Alan is flying to the Himalayas later this week to tackle Annapurna - at 8,091m high, one of 14 8,000m-plus summits in the world - which he hopes to conquer by May.

Challenge 8000 has already seen him reach the top of many of the world's most famous and dangerous mountains, including Everest, K2 and Nanga Parbat.

Since 1987, Alan has climbed 11 of the peaks, leaving only Annapurna, Dhaulagiri and Kangchenjunga to summit.

All the peaks are in what mountaineers call the Death Zone - an unforgiving environment where the body rapidly deteriorates and no-one can survive for more than a few days.

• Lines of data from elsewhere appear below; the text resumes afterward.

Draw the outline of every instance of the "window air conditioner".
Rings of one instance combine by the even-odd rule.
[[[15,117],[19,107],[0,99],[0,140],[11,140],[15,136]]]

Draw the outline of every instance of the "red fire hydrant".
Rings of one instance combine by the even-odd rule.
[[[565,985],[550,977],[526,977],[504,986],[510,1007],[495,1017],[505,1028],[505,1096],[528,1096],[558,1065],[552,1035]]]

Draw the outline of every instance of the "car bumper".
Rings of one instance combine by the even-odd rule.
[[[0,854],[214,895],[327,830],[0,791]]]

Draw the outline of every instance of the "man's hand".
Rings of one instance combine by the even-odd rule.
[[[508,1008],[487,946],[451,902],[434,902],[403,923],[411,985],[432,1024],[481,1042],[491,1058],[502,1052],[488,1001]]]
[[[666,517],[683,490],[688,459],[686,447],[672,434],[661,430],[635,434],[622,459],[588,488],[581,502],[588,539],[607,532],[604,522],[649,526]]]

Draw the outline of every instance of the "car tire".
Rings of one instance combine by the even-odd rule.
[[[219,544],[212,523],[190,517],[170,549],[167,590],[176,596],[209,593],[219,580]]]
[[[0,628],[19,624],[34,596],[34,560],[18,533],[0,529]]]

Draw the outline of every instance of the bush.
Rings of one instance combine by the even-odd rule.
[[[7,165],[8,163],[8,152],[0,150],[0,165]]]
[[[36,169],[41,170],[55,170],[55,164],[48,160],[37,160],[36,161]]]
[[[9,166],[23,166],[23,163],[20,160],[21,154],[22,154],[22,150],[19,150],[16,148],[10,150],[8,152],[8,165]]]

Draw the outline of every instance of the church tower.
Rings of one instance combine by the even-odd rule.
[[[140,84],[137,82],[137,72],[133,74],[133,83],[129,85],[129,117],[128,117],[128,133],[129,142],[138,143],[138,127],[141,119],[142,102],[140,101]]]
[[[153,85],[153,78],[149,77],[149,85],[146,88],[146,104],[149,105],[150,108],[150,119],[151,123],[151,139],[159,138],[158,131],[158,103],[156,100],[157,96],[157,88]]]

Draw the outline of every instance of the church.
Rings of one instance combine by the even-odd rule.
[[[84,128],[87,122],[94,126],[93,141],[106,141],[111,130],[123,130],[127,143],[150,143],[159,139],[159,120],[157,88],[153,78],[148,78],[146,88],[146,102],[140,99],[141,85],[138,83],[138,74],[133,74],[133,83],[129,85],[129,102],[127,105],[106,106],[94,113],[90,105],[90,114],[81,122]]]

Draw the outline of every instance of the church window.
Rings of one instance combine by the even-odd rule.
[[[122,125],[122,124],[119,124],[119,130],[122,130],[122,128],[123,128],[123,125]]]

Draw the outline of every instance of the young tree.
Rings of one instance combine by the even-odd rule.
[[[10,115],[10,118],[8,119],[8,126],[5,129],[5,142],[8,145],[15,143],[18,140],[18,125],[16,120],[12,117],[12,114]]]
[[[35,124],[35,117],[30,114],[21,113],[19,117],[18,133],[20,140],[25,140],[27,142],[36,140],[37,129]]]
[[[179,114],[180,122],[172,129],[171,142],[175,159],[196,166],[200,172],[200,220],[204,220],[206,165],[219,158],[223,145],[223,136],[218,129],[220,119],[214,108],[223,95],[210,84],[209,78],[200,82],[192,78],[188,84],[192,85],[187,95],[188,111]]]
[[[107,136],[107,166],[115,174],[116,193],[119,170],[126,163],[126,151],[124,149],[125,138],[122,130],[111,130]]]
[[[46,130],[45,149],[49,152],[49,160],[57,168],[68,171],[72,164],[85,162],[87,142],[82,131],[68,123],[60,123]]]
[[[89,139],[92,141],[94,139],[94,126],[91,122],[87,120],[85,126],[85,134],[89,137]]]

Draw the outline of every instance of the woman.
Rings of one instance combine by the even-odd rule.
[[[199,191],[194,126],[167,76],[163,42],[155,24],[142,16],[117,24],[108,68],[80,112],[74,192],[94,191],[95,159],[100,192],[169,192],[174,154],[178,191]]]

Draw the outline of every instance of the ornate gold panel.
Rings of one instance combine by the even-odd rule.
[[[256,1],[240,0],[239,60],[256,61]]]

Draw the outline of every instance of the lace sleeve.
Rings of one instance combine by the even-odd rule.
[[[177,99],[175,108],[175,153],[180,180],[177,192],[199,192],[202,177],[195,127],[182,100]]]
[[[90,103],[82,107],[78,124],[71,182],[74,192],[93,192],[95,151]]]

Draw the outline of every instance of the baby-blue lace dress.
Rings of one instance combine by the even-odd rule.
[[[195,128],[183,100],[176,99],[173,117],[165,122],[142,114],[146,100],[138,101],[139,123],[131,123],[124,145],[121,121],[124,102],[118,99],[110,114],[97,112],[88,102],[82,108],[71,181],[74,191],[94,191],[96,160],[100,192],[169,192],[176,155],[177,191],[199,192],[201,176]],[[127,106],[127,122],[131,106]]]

Annapurna, like its fellow 8,000m peaks, is a dangerous proposition, but one Alan feels confident of conquering.

The Northallerton, North Yorkshire-born climber, who now works for Berghaus, said: "Annapurna is notorious for avalanches and huge seracs - or ice cliffs - which break off and engulf the exposed mountain slopes.

"My plan is to minimise the risk by climbing lightweight. I do not have a death wish and I climb to live, not to die.

"The summit is optional - returning is mandatory."

Alan's scrapes with perils large and small are well documented. He narrowly escaped a lonely death after he plunged into a crevasse while climbing the world's third highest peak, Kangchenjunga, in the Himalayas.

He called off an assault on a Pakistani peak after sneezing on chapati flour, and on a previous expedition in Nepal he slipped on a leaf on a muddy path, impaling his thigh on a bamboo shoot.